Die Vorstellung dass sie mich beim Versuch, meinen Kummer wegzuzaubern in einen Vogel verwandelte ließ mich sogar kurz schmunzeln. "So daneben sind deine Zimmer dann auch nicht. Ich würde höchstens gar nichts mehr fühlen oder plötzlich auf Frauen stehen oder ähnliches." erwiderte ich immer noch mit den leichten Schmunzeln auf den Lippen. Ablenkung war zurzeit wohl eindeutig da sinnvollste, denn Trübsal blasen und sich in Selbstmitleid suhlen brachte mich nicht weiter. Es machte das ganze eher noch schlimmer, denn so verstrickte ich mich selbst immer mehr in meinen Gedanken und Gefühlen.  "Nein. Ablenkung ist genau das Richtige. Entscheide du." Ich überließ ihr die Entscheidung, da es mir eigentlich ziemlich egal war, solange es mich auf andere Gedanken brachte. Auch wenn das hieß, dass ich gegen Jamie im Zauberschach verlieren würde. Ich musste nämlich leider zugeben, dass das meistens der Fall war. Ich war im echten Leben vielleicht vorausschauender aber im Schach schien sie hellseherische Fähigkeiten zu entwickeln, auch wenn ich mittlerweile ihre Spieltaktik kannte und selbst auch nicht selten gewonnen hatte. Aber sie klar in der ewigen Statistik der siege klar vorne. Ob ich Lust auf Adrian oder Will hatte, wusste ich nicht so recht. Adrian würde meine Stimmung sicher bemerken und Will war ebenfalls ziemlich aufmerksam. Da war es mir doch lieber, wenn wir zu zweit blieben.

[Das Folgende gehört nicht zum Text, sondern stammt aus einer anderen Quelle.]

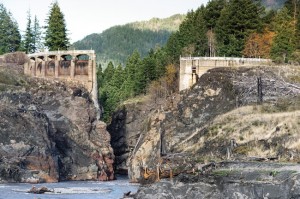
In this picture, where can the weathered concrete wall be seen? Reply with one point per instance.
(73, 66)
(191, 68)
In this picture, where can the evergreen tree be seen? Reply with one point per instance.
(213, 12)
(284, 42)
(37, 36)
(56, 33)
(10, 37)
(28, 37)
(131, 71)
(238, 19)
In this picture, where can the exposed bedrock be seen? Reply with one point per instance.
(49, 133)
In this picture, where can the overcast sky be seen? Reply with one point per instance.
(84, 17)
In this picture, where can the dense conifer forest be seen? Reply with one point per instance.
(234, 28)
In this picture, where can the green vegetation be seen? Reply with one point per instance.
(56, 32)
(170, 24)
(116, 44)
(10, 37)
(33, 36)
(118, 84)
(230, 28)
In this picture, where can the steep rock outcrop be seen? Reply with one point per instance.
(210, 121)
(49, 133)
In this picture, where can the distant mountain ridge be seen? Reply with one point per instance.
(170, 24)
(117, 43)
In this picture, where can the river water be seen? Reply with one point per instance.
(71, 190)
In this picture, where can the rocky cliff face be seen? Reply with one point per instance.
(49, 132)
(221, 117)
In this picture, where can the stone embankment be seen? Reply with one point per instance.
(220, 118)
(49, 132)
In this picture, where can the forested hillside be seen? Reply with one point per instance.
(234, 28)
(273, 4)
(117, 43)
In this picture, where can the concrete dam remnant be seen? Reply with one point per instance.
(71, 66)
(191, 68)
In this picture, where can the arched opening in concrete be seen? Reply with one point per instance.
(50, 66)
(81, 64)
(64, 68)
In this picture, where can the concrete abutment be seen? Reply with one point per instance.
(77, 66)
(191, 68)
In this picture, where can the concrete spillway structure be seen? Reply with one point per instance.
(191, 68)
(70, 66)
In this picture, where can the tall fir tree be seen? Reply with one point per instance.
(238, 19)
(37, 36)
(284, 42)
(28, 37)
(56, 37)
(10, 37)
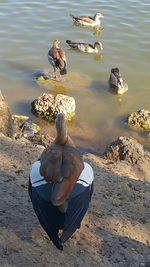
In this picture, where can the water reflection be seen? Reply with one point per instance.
(97, 30)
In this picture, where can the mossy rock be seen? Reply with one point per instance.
(140, 119)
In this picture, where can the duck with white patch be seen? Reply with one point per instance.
(85, 47)
(87, 20)
(57, 59)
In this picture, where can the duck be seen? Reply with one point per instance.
(87, 20)
(116, 82)
(60, 186)
(85, 47)
(57, 59)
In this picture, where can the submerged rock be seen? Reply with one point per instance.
(140, 119)
(128, 149)
(6, 124)
(47, 106)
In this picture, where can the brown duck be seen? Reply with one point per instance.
(116, 82)
(61, 163)
(57, 59)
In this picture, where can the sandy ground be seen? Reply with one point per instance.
(114, 232)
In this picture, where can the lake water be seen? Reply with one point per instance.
(27, 30)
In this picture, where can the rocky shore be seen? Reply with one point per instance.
(116, 230)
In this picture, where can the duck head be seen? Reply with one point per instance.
(98, 15)
(98, 45)
(56, 43)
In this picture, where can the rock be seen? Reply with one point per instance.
(140, 119)
(47, 106)
(24, 127)
(6, 126)
(128, 149)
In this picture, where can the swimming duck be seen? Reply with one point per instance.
(85, 47)
(57, 59)
(60, 186)
(116, 82)
(87, 20)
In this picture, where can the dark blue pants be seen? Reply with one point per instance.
(51, 219)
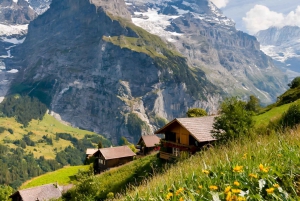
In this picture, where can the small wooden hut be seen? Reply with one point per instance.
(185, 136)
(148, 143)
(111, 157)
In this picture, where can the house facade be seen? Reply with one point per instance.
(148, 144)
(185, 136)
(106, 158)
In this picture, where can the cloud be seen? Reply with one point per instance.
(261, 17)
(220, 3)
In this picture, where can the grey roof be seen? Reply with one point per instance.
(91, 151)
(199, 127)
(149, 140)
(116, 152)
(42, 193)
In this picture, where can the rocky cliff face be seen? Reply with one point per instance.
(231, 59)
(283, 45)
(100, 72)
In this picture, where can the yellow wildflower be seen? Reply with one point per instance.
(213, 188)
(227, 189)
(179, 191)
(236, 190)
(262, 168)
(228, 197)
(169, 195)
(253, 175)
(270, 190)
(236, 183)
(238, 168)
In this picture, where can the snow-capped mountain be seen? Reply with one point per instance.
(283, 45)
(199, 30)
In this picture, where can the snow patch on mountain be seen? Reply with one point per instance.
(9, 30)
(155, 23)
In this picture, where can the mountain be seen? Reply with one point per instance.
(103, 73)
(283, 45)
(91, 63)
(209, 40)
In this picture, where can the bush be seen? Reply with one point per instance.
(291, 117)
(11, 131)
(2, 129)
(196, 112)
(295, 83)
(234, 120)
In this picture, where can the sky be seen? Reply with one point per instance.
(252, 16)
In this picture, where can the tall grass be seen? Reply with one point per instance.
(259, 168)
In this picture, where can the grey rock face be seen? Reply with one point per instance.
(16, 13)
(96, 85)
(283, 45)
(231, 59)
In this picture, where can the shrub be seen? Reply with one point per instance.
(295, 83)
(11, 131)
(291, 117)
(234, 120)
(2, 129)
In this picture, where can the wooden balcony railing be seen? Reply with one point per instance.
(181, 147)
(166, 156)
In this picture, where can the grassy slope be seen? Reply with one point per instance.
(274, 113)
(278, 154)
(48, 126)
(116, 179)
(63, 176)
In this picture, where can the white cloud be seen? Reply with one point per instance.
(261, 17)
(220, 3)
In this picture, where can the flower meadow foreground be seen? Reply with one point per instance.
(271, 174)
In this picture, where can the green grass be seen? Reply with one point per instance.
(116, 179)
(62, 176)
(48, 126)
(274, 113)
(271, 160)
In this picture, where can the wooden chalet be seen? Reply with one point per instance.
(90, 152)
(106, 158)
(185, 135)
(40, 193)
(148, 143)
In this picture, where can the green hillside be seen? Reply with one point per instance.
(37, 129)
(33, 142)
(63, 176)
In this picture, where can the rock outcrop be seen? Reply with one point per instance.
(283, 45)
(100, 72)
(230, 58)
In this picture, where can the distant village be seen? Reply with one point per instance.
(181, 136)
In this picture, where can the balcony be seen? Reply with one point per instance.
(166, 156)
(181, 147)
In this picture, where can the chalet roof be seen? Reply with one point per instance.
(116, 152)
(199, 127)
(42, 193)
(91, 151)
(149, 140)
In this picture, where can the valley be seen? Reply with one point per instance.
(96, 74)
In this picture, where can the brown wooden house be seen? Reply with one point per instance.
(185, 135)
(148, 143)
(111, 157)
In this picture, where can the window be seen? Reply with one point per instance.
(176, 151)
(101, 161)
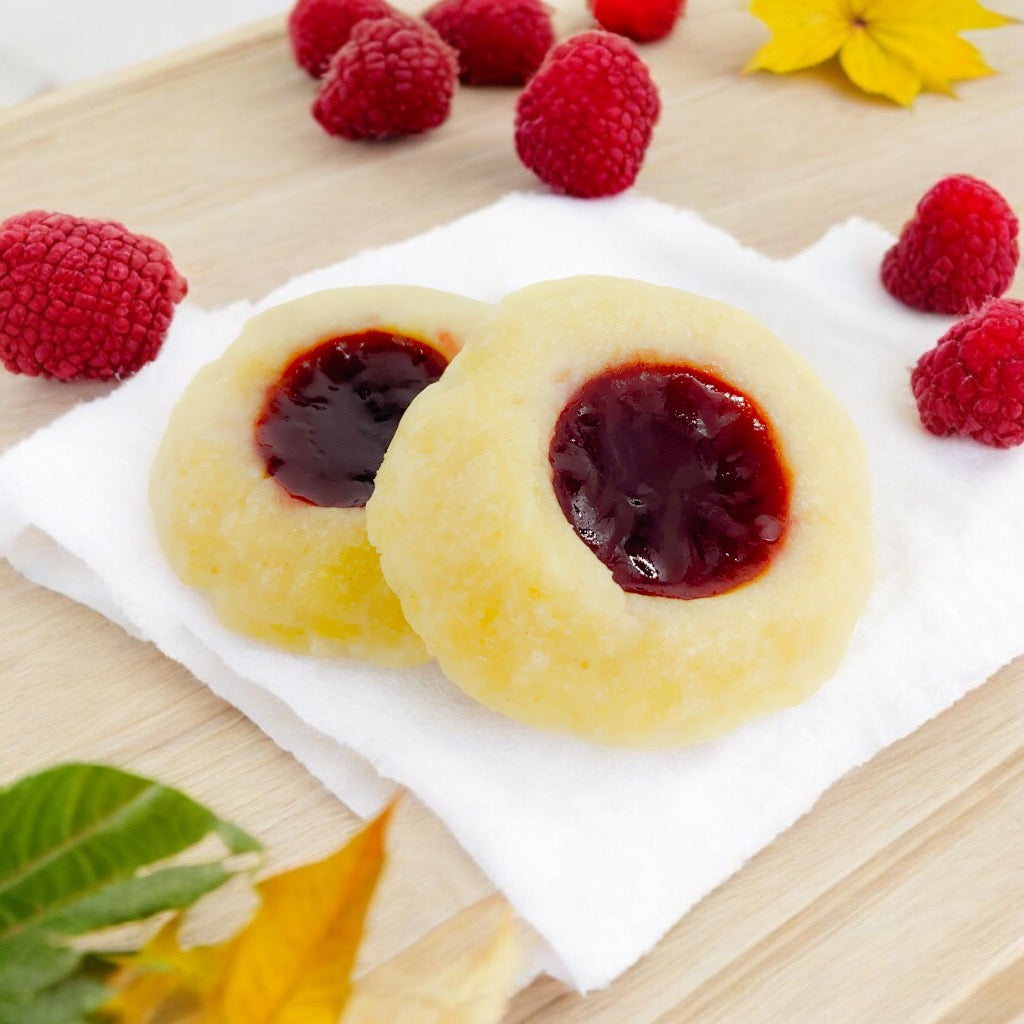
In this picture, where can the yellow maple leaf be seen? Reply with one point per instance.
(291, 964)
(893, 48)
(463, 972)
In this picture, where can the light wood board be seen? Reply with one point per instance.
(900, 897)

Spontan umarmte ich Jamie daraufhin einfach stumm und flüsterte ihr ein "Ich hab dich lieb." ins Ohr, ehe ich mich von ihr löste. Sie war immer für mich da und ich sagte ihr das eigentlich viel zu selten. In solchen Momenten taten mir immer die Momente leid, in denen wir einander angemotzt oder uns Vorwürfe gemacht hatten. Aber das gehörte nun mal ebenso dazu wie solche Situationen wie die derzeitige. Man stand sich bei auch wenn man die nervigen und negativen Seiten des anderen kannte denn man akzeptierte diese Seite, auch wenn sie einen manchmal störte.